Riforma del Senato, Unioni civili, legge di stabilità: il calendario di Palazzo Madama è ingolfato, ma quando si tratta di sanatoria per le casse dei partiti in Parlamento si corre veloce. Così mentre in Aula si vota il ddl Boschi, nelle pause dai lavori la commissione Affari costituzionali sta discutendo con una lettura “lampo” il ddl Bocadutri che sblocca i finanziamenti ai partiti per il 2013-2014 anche se non hanno fatto il controllo dei bilanci. Il testo è già stato approvato dalla Camera e ora aspetta solo il via libera di Palazzo Madama. “Se i partiti hanno bisogno di soldi approvano le leggi in pochi giorni. Così i ‘problemi’ del bicameralismo immediatamente scompaiono”, ha commentato il senatore M5S Vito Crimi. “La maggioranza punta a far arrivare subito il ddl in Aula incardinandolo prima delle unioni civili e noi vogliamo impedirlo”.

La prima commissione del Senato, dove il testo Boccadutri è in discussione, si è riunita nel corso della pausa dei lavori d’Aula. Il M5S chiedendo di discutere e votare su ciascuno degli emendamenti (poco più di 200) presentati, ha rallentato sensibilmente i lavori sul ddl, di cui è relatore il senatore Miguel Gotor. La commissione è stata poi riconvocata questa sera, in seduta notturna, per andare comunque avanti con l’esame del testo. “Vogliono calendarizzare prima della della legge di stabilità il testo Boccadutri, altro che unioni civili”, ha concluso Crimi.

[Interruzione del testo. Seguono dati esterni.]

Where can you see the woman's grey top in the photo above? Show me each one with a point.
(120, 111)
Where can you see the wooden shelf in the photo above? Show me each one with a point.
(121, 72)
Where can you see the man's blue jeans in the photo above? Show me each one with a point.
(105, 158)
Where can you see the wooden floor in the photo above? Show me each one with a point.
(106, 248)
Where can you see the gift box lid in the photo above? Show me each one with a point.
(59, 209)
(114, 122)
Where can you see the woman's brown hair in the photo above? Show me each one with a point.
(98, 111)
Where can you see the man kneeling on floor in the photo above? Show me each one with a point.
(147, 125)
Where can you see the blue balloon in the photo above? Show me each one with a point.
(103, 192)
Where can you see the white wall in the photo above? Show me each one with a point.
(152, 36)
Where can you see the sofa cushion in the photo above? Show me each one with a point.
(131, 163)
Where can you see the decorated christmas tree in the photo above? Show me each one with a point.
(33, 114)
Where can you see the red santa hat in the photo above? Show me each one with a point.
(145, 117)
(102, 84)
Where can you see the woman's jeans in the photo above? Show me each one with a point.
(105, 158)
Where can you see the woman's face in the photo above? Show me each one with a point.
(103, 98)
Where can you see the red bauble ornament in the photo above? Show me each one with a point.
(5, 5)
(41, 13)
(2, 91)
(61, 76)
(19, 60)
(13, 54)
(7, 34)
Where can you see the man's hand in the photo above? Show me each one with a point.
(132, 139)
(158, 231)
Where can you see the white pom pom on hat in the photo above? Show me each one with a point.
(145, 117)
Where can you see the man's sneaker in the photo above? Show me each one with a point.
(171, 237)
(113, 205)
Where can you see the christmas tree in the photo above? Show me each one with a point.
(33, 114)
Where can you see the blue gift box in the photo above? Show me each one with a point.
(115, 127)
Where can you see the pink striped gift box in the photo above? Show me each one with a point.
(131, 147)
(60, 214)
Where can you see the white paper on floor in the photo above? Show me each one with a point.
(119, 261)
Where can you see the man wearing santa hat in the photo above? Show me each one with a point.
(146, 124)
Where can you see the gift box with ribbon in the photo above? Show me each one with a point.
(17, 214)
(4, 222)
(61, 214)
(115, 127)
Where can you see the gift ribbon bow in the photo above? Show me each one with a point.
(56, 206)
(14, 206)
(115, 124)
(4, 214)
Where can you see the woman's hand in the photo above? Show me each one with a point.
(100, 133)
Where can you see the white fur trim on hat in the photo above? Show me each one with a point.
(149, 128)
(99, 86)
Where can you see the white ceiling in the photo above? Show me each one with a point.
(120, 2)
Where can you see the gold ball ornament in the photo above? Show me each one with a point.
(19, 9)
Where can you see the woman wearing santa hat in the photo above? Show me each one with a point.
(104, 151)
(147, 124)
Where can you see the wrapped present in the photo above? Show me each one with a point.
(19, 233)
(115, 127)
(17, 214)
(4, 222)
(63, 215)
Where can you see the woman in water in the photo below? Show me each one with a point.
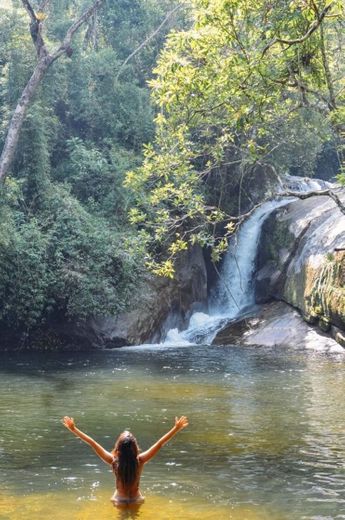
(125, 459)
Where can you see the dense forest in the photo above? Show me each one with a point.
(142, 133)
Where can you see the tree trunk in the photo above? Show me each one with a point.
(17, 119)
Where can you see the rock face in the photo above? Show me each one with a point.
(276, 325)
(301, 260)
(159, 304)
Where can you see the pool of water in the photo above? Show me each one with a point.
(266, 439)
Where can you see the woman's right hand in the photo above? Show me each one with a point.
(68, 422)
(181, 422)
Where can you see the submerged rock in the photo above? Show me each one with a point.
(276, 324)
(301, 260)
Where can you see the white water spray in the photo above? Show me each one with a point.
(234, 292)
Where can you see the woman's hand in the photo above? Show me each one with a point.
(68, 422)
(181, 422)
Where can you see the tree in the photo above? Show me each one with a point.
(45, 60)
(231, 92)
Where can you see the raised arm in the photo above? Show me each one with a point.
(180, 423)
(105, 455)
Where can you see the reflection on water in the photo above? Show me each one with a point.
(266, 438)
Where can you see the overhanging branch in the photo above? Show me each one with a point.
(312, 28)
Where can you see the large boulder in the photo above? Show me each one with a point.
(275, 325)
(301, 260)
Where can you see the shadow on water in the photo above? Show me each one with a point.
(265, 442)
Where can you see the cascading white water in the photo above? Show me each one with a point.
(234, 293)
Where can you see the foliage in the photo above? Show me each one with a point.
(61, 259)
(236, 89)
(66, 247)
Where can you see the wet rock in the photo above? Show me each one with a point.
(276, 324)
(301, 260)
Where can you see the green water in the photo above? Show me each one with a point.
(266, 439)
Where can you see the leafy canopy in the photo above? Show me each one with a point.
(245, 82)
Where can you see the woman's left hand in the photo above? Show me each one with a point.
(68, 422)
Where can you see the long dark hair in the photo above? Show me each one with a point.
(126, 451)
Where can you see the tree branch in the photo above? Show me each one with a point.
(65, 46)
(45, 59)
(312, 28)
(36, 30)
(149, 38)
(320, 193)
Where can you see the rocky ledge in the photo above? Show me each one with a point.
(301, 260)
(276, 325)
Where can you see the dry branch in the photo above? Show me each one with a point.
(45, 59)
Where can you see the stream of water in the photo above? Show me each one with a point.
(266, 439)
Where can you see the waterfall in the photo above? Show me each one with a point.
(234, 295)
(234, 292)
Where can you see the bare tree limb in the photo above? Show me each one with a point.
(320, 193)
(149, 38)
(74, 28)
(320, 16)
(45, 59)
(35, 30)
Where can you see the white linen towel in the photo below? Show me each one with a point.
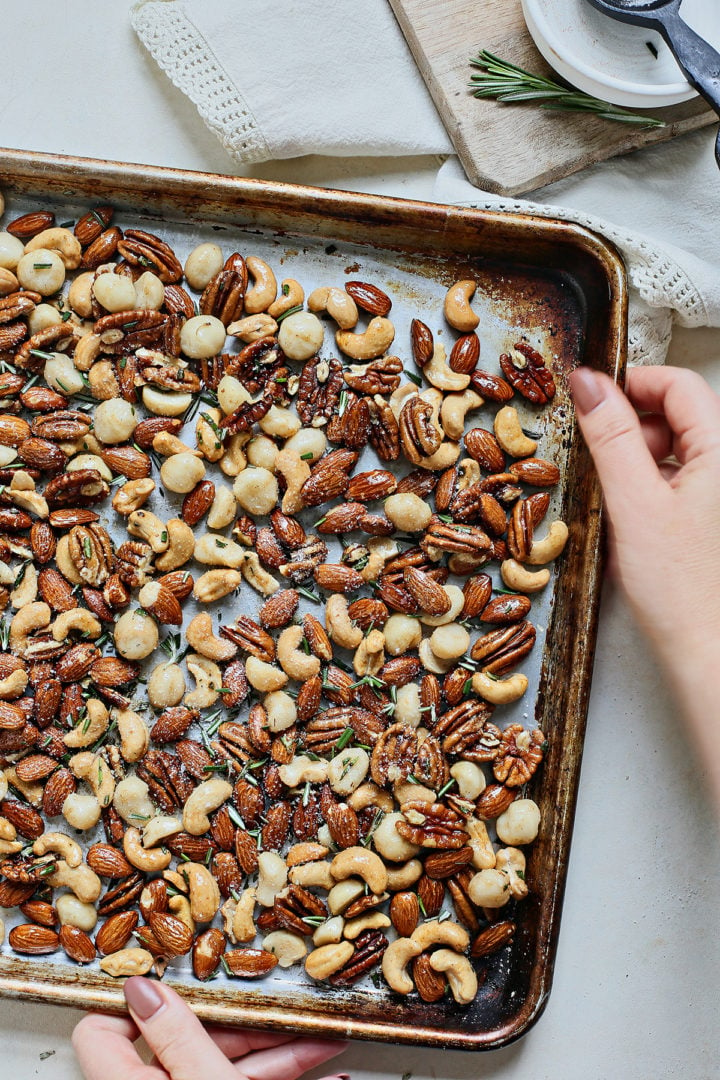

Il provvedimento consente ai partiti di ricevere l’ultima tranche di finanziamenti nonostante quest’estate gli Uffici di presidenza di Camera e Senato abbiano “congelato” l’erogazione perché la commissione che si occupa del controllo dei bilanci non aveva potuto fare controlli sui bilanci 2013 e 2014 “per mancanza di personale”.

Secondo il capogruppo Cinque Stelle Gianluca Castaldi è “molto probabile” che il Pd tenti un “blitz” per caldendarizzare il testo, approvato alla Camera all’inizio di settembre. “E’ una legge vergogna”, si legge in una nota dei senatori grillini Endrizzi, Morra, Crimi, “che i partiti hanno approvato in pochi giorni alla Camera. Il M5S propone emendamenti volti a trasferire i contributi ai partiti a fondi sociali, per la cultura, per la giustizia, per le piccole imprese, ma Pd e Lega Nord uniti respingono le nostre proposte. Una dimostrazione in più delle falsità renziane a sostegno della riforma Boschi-Verdini”.